Thanks a ton mate. I just received an email from Wordfence that class.wp.php was infected. I checked my host and observed that all of my blogs had class.wp.php which had obfuscated code. I decoded it and came to know that it was inserting users into database. I then came across your post and I also removed wp-cd.php file from all my blogs. I then edited all post.php files and removed the code which was calling wp-cd.php. Could you please let me know what else should I do?
Thank you for sharing your experience. You need to remove whatever plugin (or theme) did this in the first place. Replace all WordPress files, check all themes for extra code and all plugins too, best to remove the and upload clean files. Remove users added by this malware. And, stop downloading pirated plugins, the price of the plugin is not worth getting your website destroyed.
Thanks for the quick response. I appreciate it.
Isn’t there an alternate way to scan all files on cpanel for “malicious code injector”? I have multiple blogs running on shared host.
How about the possibility of malicious code in database? If the db is hacked then how would I know which fields/tables need to be removed?
BTW I have created a ticket on hostgator support asking them to scan all the files and database for malicious code.
There are some security plugins that can do that, but they are usually checking only if files are changed in some way, and the process is not 100% reliable.
Alright. Thanks again for the article and your inputs.

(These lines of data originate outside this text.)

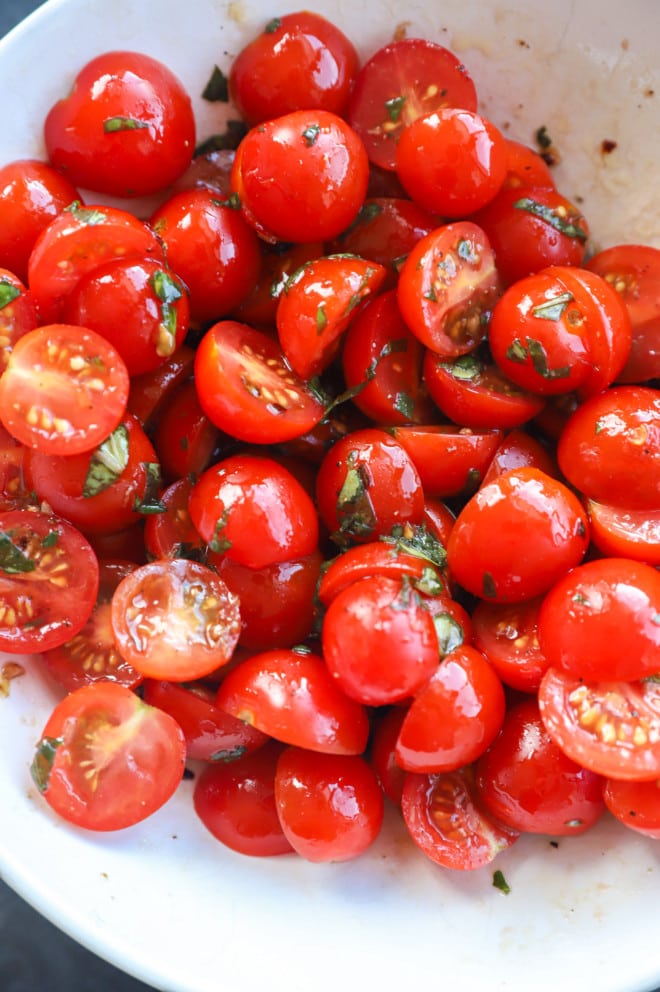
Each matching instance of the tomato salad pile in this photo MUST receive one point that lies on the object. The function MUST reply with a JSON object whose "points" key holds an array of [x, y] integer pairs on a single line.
{"points": [[337, 477]]}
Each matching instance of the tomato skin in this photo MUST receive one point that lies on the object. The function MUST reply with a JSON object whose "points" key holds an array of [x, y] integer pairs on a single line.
{"points": [[210, 248], [116, 760], [49, 579], [366, 485], [517, 536], [447, 822], [454, 717], [175, 620], [529, 784], [610, 447], [78, 240], [211, 734], [252, 509], [32, 194], [447, 283], [379, 640], [236, 803], [451, 162], [126, 128], [330, 806], [611, 728], [600, 622], [321, 171], [247, 389], [300, 60], [289, 695], [399, 83]]}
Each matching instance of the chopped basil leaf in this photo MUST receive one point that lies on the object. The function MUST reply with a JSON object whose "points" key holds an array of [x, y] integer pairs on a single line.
{"points": [[12, 559], [217, 88], [112, 124], [550, 216], [107, 463], [8, 293]]}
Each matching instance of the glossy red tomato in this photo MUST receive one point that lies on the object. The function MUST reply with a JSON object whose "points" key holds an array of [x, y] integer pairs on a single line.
{"points": [[379, 640], [254, 510], [601, 622], [32, 194], [301, 177], [529, 784], [454, 717], [175, 619], [106, 760], [366, 485], [236, 803], [330, 805], [451, 162], [49, 578], [610, 448], [517, 536], [291, 696], [248, 390], [126, 128], [299, 61], [610, 727], [401, 82], [447, 286], [447, 822]]}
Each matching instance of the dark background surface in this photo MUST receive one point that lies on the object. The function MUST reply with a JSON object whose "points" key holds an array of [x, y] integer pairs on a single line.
{"points": [[34, 955]]}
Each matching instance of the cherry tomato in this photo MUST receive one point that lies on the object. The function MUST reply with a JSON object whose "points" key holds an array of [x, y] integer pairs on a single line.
{"points": [[454, 717], [447, 286], [610, 448], [301, 177], [317, 305], [32, 194], [175, 619], [330, 805], [49, 578], [126, 128], [248, 390], [610, 727], [366, 485], [299, 61], [601, 622], [291, 696], [106, 760], [211, 734], [528, 783], [379, 640], [401, 82], [517, 536], [77, 241], [451, 162], [447, 822], [236, 803]]}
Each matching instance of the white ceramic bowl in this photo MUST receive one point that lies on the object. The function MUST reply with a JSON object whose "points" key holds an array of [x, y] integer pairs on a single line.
{"points": [[163, 900]]}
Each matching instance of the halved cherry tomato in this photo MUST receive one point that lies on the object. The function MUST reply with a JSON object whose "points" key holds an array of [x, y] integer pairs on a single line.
{"points": [[175, 619], [106, 760]]}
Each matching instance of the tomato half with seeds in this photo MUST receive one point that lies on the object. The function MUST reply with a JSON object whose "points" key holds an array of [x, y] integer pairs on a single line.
{"points": [[49, 579], [447, 287], [610, 727], [291, 696], [317, 305], [402, 81], [106, 760], [64, 390], [248, 390], [91, 655], [447, 822], [175, 619]]}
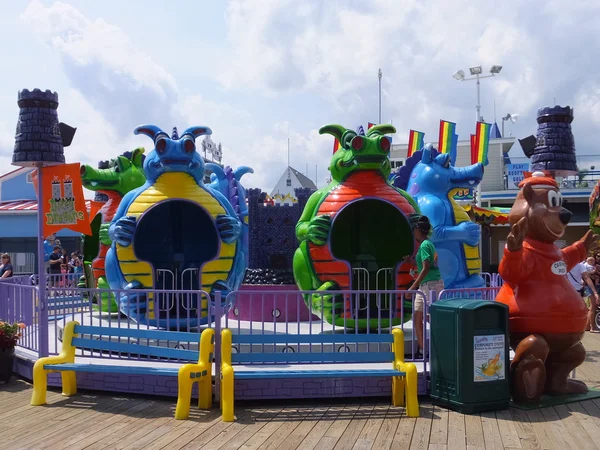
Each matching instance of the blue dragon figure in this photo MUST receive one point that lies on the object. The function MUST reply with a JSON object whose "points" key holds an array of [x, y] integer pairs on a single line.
{"points": [[433, 182], [227, 182], [174, 232]]}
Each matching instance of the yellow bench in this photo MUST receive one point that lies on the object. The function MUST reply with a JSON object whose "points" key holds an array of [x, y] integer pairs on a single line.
{"points": [[404, 375], [187, 374]]}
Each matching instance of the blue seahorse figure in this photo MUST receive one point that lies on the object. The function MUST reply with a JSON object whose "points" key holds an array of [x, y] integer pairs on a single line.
{"points": [[174, 171], [227, 182], [433, 181]]}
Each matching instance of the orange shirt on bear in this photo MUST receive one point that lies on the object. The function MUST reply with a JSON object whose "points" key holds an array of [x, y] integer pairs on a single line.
{"points": [[536, 289]]}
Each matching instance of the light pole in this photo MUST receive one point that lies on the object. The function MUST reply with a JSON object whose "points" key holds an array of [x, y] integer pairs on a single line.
{"points": [[476, 72], [512, 117], [380, 74]]}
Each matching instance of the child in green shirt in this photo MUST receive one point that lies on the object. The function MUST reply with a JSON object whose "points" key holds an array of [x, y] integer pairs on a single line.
{"points": [[428, 279]]}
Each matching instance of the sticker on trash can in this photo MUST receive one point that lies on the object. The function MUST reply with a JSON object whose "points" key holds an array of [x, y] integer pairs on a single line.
{"points": [[489, 357]]}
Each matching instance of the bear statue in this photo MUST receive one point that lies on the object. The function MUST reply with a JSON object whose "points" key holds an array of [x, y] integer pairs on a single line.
{"points": [[547, 316]]}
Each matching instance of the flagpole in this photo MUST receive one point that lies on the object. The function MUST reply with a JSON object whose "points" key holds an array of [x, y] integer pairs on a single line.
{"points": [[380, 75], [43, 316]]}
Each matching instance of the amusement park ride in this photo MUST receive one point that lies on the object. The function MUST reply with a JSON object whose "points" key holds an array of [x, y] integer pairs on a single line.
{"points": [[166, 246]]}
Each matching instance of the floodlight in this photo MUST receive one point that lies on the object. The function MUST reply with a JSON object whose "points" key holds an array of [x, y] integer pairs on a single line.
{"points": [[459, 75]]}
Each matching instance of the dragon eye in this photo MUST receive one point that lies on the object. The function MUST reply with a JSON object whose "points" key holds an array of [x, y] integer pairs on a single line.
{"points": [[357, 142], [161, 145], [554, 199], [189, 146], [384, 143]]}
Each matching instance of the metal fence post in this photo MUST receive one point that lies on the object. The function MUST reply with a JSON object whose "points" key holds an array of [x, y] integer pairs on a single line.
{"points": [[218, 310]]}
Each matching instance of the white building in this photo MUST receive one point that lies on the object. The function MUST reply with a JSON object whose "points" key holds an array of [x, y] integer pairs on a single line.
{"points": [[283, 192], [497, 191]]}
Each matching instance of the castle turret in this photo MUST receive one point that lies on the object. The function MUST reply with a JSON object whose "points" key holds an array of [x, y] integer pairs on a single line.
{"points": [[40, 139], [555, 146]]}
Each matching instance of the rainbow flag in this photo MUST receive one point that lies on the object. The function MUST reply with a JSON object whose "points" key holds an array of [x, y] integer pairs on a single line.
{"points": [[415, 142], [482, 141], [447, 132], [336, 145], [473, 149]]}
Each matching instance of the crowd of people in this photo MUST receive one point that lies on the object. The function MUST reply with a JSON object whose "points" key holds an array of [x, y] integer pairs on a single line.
{"points": [[59, 263], [585, 278]]}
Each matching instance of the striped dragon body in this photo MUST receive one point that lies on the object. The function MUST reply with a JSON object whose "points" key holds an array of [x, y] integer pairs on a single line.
{"points": [[176, 185]]}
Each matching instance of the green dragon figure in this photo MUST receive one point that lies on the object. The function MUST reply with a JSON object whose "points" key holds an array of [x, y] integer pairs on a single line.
{"points": [[354, 234], [123, 174]]}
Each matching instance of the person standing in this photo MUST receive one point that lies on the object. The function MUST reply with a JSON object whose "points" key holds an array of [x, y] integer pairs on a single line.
{"points": [[428, 279], [6, 269], [579, 276]]}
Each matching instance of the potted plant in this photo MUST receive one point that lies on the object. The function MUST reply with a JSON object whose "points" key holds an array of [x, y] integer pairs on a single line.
{"points": [[9, 335]]}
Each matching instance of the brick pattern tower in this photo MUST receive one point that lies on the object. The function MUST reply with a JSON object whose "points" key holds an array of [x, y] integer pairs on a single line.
{"points": [[38, 137], [555, 146]]}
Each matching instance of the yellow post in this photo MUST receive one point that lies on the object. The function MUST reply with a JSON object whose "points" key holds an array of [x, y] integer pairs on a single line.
{"points": [[207, 350], [227, 377], [202, 371], [404, 389], [40, 375]]}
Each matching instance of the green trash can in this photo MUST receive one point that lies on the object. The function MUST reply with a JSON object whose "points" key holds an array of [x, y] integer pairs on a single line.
{"points": [[470, 359]]}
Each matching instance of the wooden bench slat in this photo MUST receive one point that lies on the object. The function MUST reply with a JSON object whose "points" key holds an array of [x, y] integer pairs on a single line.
{"points": [[136, 349], [311, 338], [97, 368], [350, 357], [317, 373], [181, 336]]}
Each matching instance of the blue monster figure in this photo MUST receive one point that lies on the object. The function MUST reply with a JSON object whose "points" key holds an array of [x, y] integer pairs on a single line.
{"points": [[433, 182], [174, 233], [227, 182]]}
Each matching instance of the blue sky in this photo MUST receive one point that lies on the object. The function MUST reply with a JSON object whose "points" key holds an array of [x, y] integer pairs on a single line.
{"points": [[253, 69]]}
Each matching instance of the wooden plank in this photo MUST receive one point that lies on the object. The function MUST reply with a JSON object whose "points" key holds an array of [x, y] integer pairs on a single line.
{"points": [[507, 428], [304, 428], [474, 429], [587, 423], [386, 434], [337, 428], [318, 431], [557, 429], [524, 429], [265, 432], [491, 432], [355, 427], [457, 435], [541, 429], [98, 420], [577, 433], [366, 439], [182, 427], [420, 435], [405, 430], [282, 433], [439, 427], [243, 437]]}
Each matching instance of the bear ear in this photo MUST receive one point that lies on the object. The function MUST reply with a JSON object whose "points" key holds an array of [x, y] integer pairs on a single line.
{"points": [[528, 194]]}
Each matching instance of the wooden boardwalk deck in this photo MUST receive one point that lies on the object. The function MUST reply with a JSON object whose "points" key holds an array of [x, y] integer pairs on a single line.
{"points": [[98, 421]]}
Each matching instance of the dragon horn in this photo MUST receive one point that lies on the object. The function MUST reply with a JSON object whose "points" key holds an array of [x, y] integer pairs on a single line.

MillaN, thank you so much for your article, helped me a lot and I clean my website. I will never use pirated plugins again – is like you said, you can be without money, but even so: “In the end, the price you pay will never be as high as the price you might end up paying by using pirated plugins and themes.” Fortunately, I payed for the theme and many plugins, but I got infectect by one, just one that I thought I could get for free. Now I learned.
By the way, I respect a lot the work of programmers and developers and I think everyone should receive for their hard work. Otherwise, it is not fair at all. Thank you again.
Thanks for the comments Ana! People usually don’t understand how much work it takes to make the plugin or a theme. And, there are markets that sell plugins for next to nothing and that changes users perspective on the price the plugins or themes should have.
Great explanation on how malware works in infecting your site and what to do about it. Having decent WordPress security processes in place can certainly save a lot of time wasted on avoidable problems.